In its 2019 outlook report, the research house said the domestic rubber gloves sector will likely benefit from expansion plans and improved demand for gloves.
Meanwhile, the O&G industry is expected to offer good upside potential either due to higher crude oil prices via a stronger order book or expanion-driven earnings growth.
"We also like the healthcare sector for its defensive earnings quality and bright long-term growth prospects, and the insurance sector for its relatively strong earnings growth and high dividend yields," it said, adding that it was underweight on the building materials and construction sectors in 2019.
Stocks-wise, CIMB Research's top three picks for 2019 are Dialog Group Bhd, Malaysian Pacific Industries Bhd and Westports Holdings Bhd.
Corporate earnings, which have been disappointing over the course of 2018, will continue to be a key concern for the market next year, as Malaysian corporates adjust to the country's new policy landscape, trade risks and slower global growth.
"We project potential earnings risks in 2019 due to a likely weaker topline growth, upturn in loan loss provisioning for banks, as well as' on-going reform policies and plans by the government to review and renegotiate contracts entered into by the previous government amounting to RM19bil," the research house said.
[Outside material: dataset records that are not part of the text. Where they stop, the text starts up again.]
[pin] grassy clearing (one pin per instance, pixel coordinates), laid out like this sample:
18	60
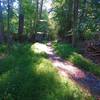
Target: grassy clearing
67	52
26	75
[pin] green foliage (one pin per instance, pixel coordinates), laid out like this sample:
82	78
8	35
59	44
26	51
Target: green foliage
71	54
26	75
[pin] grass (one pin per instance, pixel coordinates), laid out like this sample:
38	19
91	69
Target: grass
71	54
26	75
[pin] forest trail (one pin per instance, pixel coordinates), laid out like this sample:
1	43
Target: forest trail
84	79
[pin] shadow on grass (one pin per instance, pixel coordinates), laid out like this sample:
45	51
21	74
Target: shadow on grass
26	75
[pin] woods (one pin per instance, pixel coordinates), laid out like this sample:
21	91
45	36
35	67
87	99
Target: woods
49	49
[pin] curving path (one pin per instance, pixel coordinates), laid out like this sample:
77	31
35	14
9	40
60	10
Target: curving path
84	79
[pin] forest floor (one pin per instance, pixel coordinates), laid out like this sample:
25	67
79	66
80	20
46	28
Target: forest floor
83	78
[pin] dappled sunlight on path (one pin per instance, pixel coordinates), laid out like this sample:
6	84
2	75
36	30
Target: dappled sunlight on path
83	78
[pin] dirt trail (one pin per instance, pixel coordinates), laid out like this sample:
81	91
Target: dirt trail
84	79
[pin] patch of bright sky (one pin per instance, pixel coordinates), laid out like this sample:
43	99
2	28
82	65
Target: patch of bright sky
47	5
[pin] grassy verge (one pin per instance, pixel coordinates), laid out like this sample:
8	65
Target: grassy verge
67	52
26	75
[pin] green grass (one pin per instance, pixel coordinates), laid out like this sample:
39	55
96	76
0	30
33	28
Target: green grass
71	54
26	75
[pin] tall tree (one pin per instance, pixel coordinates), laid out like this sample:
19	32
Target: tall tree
1	23
21	21
75	22
41	8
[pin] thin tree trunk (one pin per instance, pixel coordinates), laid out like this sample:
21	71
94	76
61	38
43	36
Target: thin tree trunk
21	21
70	14
75	23
1	24
41	7
36	19
9	37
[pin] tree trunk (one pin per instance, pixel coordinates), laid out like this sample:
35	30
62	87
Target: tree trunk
41	7
75	23
9	37
1	24
21	22
70	14
36	19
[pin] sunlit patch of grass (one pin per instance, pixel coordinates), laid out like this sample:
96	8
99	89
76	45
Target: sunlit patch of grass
27	75
72	54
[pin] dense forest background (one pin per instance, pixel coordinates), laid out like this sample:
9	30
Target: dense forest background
67	20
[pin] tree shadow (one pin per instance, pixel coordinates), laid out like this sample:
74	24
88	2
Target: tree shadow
29	76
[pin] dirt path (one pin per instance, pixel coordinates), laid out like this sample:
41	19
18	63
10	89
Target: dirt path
81	77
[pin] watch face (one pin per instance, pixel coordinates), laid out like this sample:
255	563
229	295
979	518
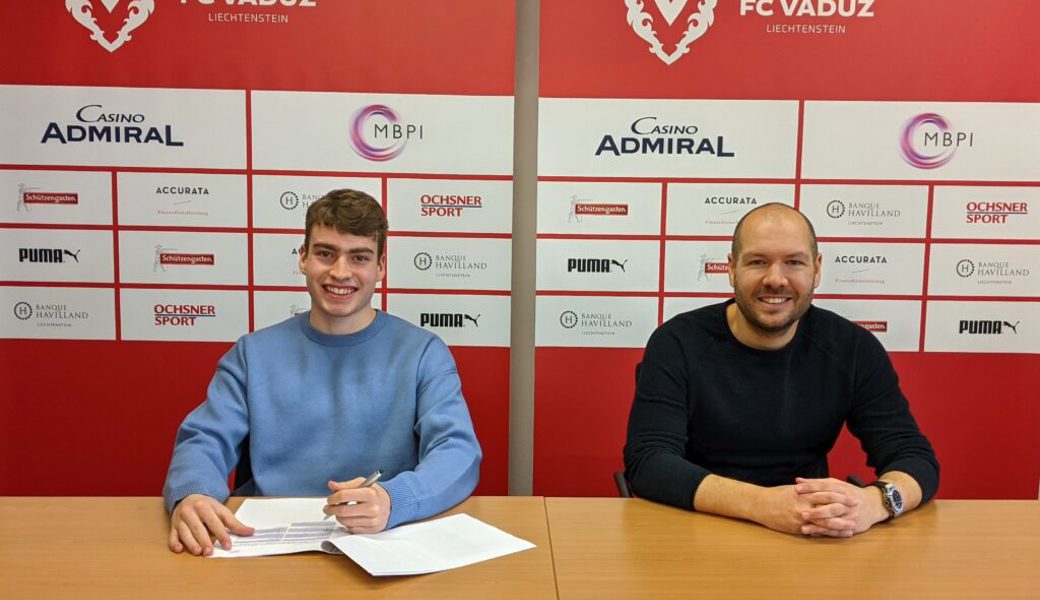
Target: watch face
897	500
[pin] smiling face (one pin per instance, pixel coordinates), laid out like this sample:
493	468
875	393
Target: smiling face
341	271
773	277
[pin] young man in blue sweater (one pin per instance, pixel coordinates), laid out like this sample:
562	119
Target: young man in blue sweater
338	392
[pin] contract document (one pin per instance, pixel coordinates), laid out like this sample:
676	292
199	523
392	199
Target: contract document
288	525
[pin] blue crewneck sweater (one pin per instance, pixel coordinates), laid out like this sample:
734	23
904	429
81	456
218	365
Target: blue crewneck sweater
319	407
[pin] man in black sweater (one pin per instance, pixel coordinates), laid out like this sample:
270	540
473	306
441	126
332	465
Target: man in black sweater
737	403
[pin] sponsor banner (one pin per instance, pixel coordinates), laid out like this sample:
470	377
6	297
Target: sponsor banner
733	138
983	327
597	265
449	205
281	202
715	208
984	269
591	321
697	266
56	197
183	258
276	259
599	208
460	320
895	323
274	307
383	132
123	127
56	255
872	268
866	210
183	315
677	306
57	313
933	140
182	200
986	212
449	263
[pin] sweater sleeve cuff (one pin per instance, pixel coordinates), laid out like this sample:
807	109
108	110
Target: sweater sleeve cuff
923	471
404	504
173	495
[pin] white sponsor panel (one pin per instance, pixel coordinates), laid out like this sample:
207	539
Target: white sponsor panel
594	321
697	266
56	255
599	208
164	257
460	320
57	313
866	210
983	327
608	137
984	269
872	268
715	208
55	197
276	259
921	140
895	323
182	200
183	315
281	202
986	212
597	265
676	306
449	205
123	127
274	307
449	263
383	132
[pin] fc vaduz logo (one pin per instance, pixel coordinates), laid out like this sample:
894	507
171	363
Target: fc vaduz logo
697	24
137	12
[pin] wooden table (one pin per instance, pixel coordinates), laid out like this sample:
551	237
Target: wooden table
109	548
630	548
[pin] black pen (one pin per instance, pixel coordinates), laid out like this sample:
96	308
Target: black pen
366	484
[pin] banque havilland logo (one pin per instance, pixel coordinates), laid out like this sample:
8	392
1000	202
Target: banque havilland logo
697	24
137	12
927	140
378	134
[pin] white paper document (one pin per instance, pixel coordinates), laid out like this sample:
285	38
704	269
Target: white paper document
288	525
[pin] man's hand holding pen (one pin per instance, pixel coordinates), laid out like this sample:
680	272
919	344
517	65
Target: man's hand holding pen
361	504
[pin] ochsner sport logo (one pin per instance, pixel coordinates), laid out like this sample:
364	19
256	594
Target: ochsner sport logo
378	134
137	12
928	142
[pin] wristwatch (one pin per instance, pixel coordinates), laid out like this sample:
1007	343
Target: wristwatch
891	498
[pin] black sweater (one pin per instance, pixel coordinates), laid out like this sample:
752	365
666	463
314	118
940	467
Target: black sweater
707	403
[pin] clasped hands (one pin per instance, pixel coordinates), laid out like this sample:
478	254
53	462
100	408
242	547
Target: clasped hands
199	520
823	507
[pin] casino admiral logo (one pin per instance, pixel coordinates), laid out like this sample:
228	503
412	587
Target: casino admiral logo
137	12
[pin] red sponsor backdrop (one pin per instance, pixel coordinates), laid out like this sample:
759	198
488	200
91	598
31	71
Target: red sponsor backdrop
980	411
99	417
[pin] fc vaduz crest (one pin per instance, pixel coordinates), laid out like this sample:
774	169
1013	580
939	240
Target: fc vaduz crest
137	12
697	24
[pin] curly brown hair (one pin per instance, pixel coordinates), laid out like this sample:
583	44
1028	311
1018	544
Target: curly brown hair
348	211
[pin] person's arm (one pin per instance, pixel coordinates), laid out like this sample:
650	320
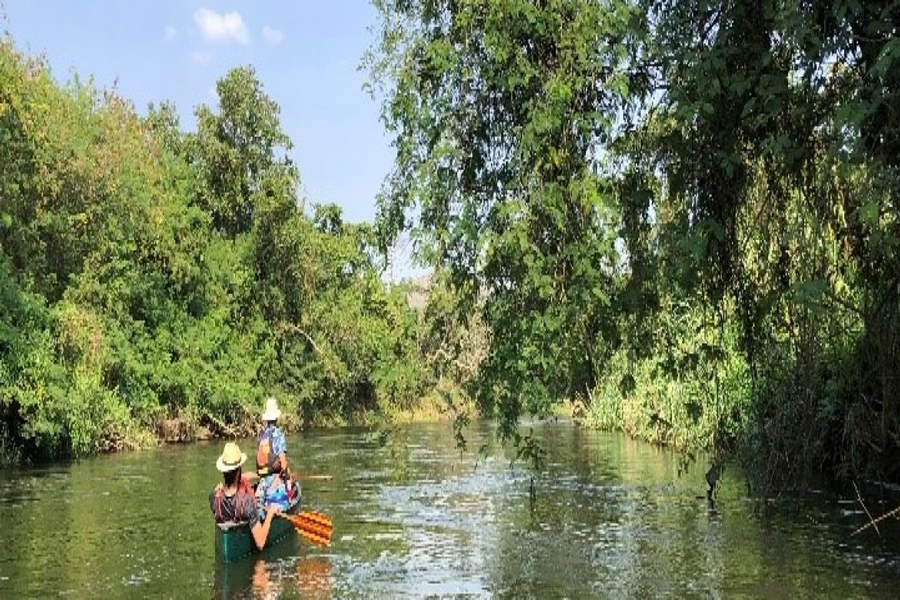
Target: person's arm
261	531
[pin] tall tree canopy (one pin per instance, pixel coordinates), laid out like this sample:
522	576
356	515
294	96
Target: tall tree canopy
684	212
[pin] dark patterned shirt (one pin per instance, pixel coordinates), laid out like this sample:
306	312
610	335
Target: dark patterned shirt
240	505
CIMB Research foresees "pockets of potential earnings risks" for the banking, plantation and utility players in 2019. Given the fact that stocks related to these three sectors account for around 58.5% of the FBM KLCI weightage, the research house cautioned that any unpleasant surprises to these sectors' earnings could move the index negatively.
The potential earnings risks for the domestic banks are weak topline growth due to pressure from margin erosion and weak fee income expansion as well as the upturn in loan loss provisioning.
As for the utility plays, earnings risks could come from the government's new reform programme for the local energy sector, Malaysia Energy Supply Industry 2.0. The programme will be carried out by the re-activated agency, Malaysia Programme Office for Power Electricity Reform for at least three years.